厚労省がブラック企業の実態調査を始めるといういいニュースが飛び込んだ。
日本経済には何としても立ち直って貰わなければならないという認識が官民ともに共通であることがこないだの参院選で改めて確認され、そのこと自体は多いに結構なことなのだが、優良な企業ばかりでなくブラック企業にも甘くなるのではという不安があった。
取り敢えずその不安は少しは軽くなったが、不安を完全に消しとばす実効ある調査であってほしいものだ。
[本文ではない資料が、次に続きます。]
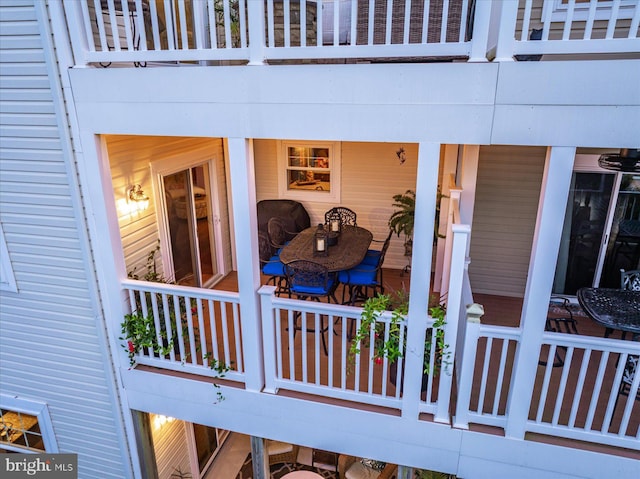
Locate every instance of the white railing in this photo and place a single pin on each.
(579, 397)
(295, 358)
(484, 374)
(139, 31)
(192, 326)
(576, 391)
(295, 334)
(568, 27)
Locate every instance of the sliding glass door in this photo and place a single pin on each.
(189, 225)
(601, 232)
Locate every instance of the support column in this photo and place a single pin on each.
(243, 195)
(426, 192)
(259, 458)
(469, 177)
(449, 168)
(546, 243)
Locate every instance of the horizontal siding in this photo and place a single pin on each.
(129, 160)
(506, 205)
(51, 349)
(363, 165)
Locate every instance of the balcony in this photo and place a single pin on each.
(576, 398)
(207, 32)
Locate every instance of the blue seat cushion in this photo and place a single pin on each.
(312, 289)
(363, 274)
(274, 267)
(372, 257)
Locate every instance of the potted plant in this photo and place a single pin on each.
(401, 220)
(393, 348)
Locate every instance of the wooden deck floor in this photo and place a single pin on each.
(500, 311)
ブラック企業は長い目で見た時に日本社会を疲弊させる存在だ。
何故、労働基準法を守るべきなのか。
まず単純化して考えてみる。
貯金を全くせず全てを消費に回すと仮定して、給与10万円の人は月に10万円分の経済を回し、給与20万円の人は月に20万円分の経済を回す。
つまり月に20万円の給与を払う企業は月に10万円の給与を払う企業の2倍、日本経済に貢献していることになる。
言い方を変えると、後者は前者の1/2しか日本経済に貢献していないことになる。
もちろん、物事はそう単純ではない。
仕事の種類によって給与に差があるのは当然だ。
だから、給料の安い企業に社会への貢献度が足りないぞ、などとイチャモンをつけることには全くならない。
20万の給与と21万の給与を比べてああだこうだ言うのは全くの無意味だ。
では、どのくらいまで安ければイチャモンをつけていいのだろうか?
その目安が労働基準法なのだ。
安月給しか払わないということは社会貢献が足りないぞ!という本来ならば暴論を容赦なくぶつけていい相手。
それがブラック企業なのだ。
社会不安を鎮めるにはコストがかかる。
そのコストを上昇させるブラック企業は、そこの従業員のみならず社会にも害を与えているという自覚を持つべきであろう。